Puis il faut aussi prendre le temps d'analyser, dans le développement des circuits courts qu'on appelle, la quantité de... la possibilité de consommation sur place. Tu sais, on n'est pas tous dans la région de Montréal ou on n'est pas tous dans la région de Québec. L'île d'Orléans peut vendre énormément de choses, elle a un bassin de population. On le voit. Nous autres, dans Coaticook, il y a des gens qui mettent beaucoup dans... Il y a ce qu'on appelle le Marché de la Vallée, là. Coaticook, c'est actif, quand les gens embarquent, ils embarquent. Mais on parle avec des producteurs qui ont embarqué là-dedans, puis, je dirais, ils n'ont pas l'idée de lancer la serviette, mais ils trouvent ça difficile; c'est de fidéliser l'acheteur.

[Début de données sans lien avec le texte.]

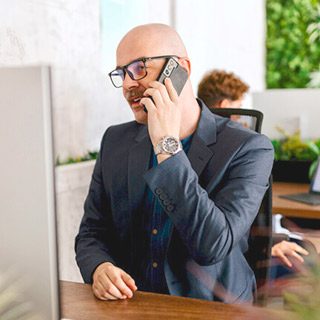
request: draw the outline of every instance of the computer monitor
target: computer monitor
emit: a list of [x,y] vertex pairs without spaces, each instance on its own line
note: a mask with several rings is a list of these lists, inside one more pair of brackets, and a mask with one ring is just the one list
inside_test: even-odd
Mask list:
[[0,68],[0,109],[0,318],[59,319],[50,69]]
[[320,195],[320,157],[311,182],[310,192],[318,193]]
[[301,131],[303,139],[320,136],[320,90],[268,89],[252,93],[252,105],[263,113],[262,133],[270,139],[284,138],[277,128],[292,134]]
[[318,158],[317,166],[310,183],[309,192],[284,194],[280,197],[311,205],[320,205],[320,157]]

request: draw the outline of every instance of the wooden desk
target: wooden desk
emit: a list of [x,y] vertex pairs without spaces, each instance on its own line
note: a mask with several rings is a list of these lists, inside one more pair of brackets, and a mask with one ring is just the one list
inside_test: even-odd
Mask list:
[[279,311],[136,292],[130,300],[100,301],[87,284],[60,281],[62,317],[68,319],[279,319]]
[[299,218],[320,219],[320,205],[313,206],[302,202],[280,198],[279,195],[308,192],[309,184],[274,182],[272,184],[272,213]]

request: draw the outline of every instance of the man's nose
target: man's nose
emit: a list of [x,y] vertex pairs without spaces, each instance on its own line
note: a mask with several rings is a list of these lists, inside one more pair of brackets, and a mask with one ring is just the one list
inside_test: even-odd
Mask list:
[[124,75],[122,86],[125,89],[130,89],[130,88],[138,87],[139,83],[138,83],[137,80],[131,79],[131,77],[129,76],[128,72],[126,72],[126,74]]

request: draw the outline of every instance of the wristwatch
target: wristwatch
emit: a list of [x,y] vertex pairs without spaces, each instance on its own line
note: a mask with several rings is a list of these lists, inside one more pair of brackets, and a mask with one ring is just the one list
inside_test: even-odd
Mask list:
[[182,150],[181,142],[179,139],[172,136],[163,137],[159,143],[154,147],[155,155],[169,154],[174,155]]

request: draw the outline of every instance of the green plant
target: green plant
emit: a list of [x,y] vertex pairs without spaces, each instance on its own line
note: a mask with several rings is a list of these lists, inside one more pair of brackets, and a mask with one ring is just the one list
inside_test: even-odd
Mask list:
[[[316,43],[320,41],[320,4],[317,6],[317,14],[315,22],[311,23],[307,32],[309,33],[310,43]],[[310,82],[307,84],[309,88],[320,88],[320,64],[317,70],[310,73]]]
[[97,159],[98,151],[88,151],[85,155],[79,157],[69,157],[66,160],[60,160],[59,156],[57,157],[56,166],[62,166],[66,164],[78,163],[83,161],[95,160]]
[[266,11],[267,88],[314,85],[310,77],[319,68],[320,41],[312,40],[320,34],[319,0],[267,0]]
[[286,308],[292,311],[290,319],[320,319],[319,257],[314,257],[312,266],[298,277],[295,287],[284,292],[284,301]]
[[300,131],[288,135],[284,130],[278,130],[284,138],[272,140],[275,160],[317,160],[320,155],[320,139],[303,141]]
[[308,88],[320,88],[320,65],[318,71],[310,73],[310,82],[307,84]]
[[303,141],[300,131],[292,135],[277,128],[284,138],[272,140],[275,160],[307,160],[312,161],[309,168],[309,178],[314,174],[317,159],[320,156],[320,139]]
[[315,43],[320,40],[320,4],[317,5],[314,22],[307,27],[307,32],[310,35],[310,42]]

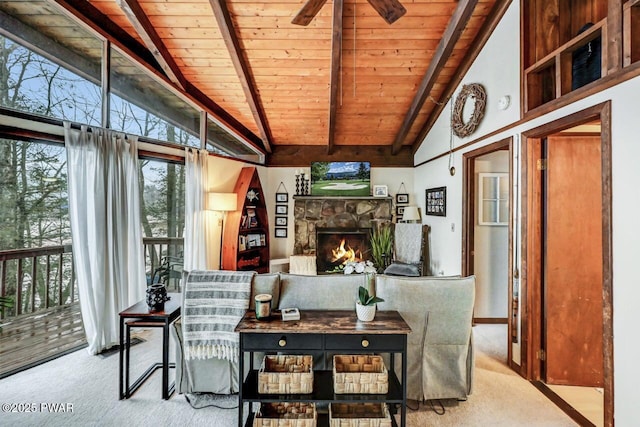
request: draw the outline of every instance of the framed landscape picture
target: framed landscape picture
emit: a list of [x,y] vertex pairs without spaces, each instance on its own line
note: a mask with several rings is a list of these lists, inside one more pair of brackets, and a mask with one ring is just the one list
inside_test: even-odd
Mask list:
[[447,216],[447,187],[427,188],[427,215]]
[[286,228],[276,228],[276,237],[287,237]]
[[276,217],[276,227],[286,227],[287,226],[287,217],[286,216],[277,216]]
[[289,193],[276,193],[276,203],[287,203],[289,201]]
[[312,196],[369,196],[369,162],[312,162]]

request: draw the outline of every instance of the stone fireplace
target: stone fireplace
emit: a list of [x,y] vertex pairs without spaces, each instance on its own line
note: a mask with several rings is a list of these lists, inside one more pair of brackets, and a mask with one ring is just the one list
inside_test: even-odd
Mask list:
[[[294,196],[293,211],[293,254],[315,255],[316,263],[320,258],[317,253],[317,230],[329,229],[334,234],[352,233],[355,230],[361,235],[366,235],[366,241],[356,242],[358,246],[362,246],[363,254],[366,254],[369,252],[370,230],[380,223],[391,222],[393,218],[391,197]],[[351,234],[349,236],[355,237]],[[341,240],[338,240],[338,245]],[[321,266],[324,267],[326,266]],[[324,270],[318,269],[318,273],[323,272]]]
[[371,228],[316,228],[316,271],[341,273],[349,261],[371,259]]

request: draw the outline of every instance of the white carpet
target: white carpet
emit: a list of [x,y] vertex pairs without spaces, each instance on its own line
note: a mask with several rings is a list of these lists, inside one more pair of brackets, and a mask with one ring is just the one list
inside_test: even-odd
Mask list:
[[[144,336],[147,342],[132,348],[132,378],[136,378],[152,362],[160,360],[158,333],[159,330],[147,332]],[[474,333],[478,351],[473,394],[466,402],[445,402],[444,415],[435,414],[426,405],[421,405],[418,411],[410,410],[407,416],[409,427],[576,425],[506,366],[506,350],[503,350],[506,348],[505,325],[478,325],[474,327]],[[0,425],[237,425],[237,409],[193,409],[184,396],[177,394],[164,401],[160,387],[161,374],[158,371],[130,399],[120,401],[118,355],[100,358],[80,350],[1,380],[0,403],[3,404],[3,413],[0,415]],[[46,406],[42,406],[47,403],[70,404],[73,412],[51,413]],[[226,405],[228,402],[224,403]],[[15,404],[12,409],[22,412],[7,413],[6,404]]]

Parce qu'une petite madame me disait ça dernièrement, je suivais des cours de perfectionnement en informatique, et c'est venu sur le sujet, puis elle me disait: J'ai acheté un bout de temps dans ce... -- là-dedans tu achètes par Internet -- mais, elle dit, j'ai quatre jeunes adolescents, quatre jeunes ogres autour de la table. Elle dit: Ça paraissait passablement sur le budget, tu sais, c'est des produits qui sont plus chers, ce sont des produits de terroir qui sont plus chers. Elle dit: On l'a évalué, moi puis mon mari, puis on a décidé de retourner à l'épicerie conventionnelle. Puis c'est une chose qui se produit de façon régulière, les budgets sont serrés partout. C'est dans ce sens-là que je veux amener ça.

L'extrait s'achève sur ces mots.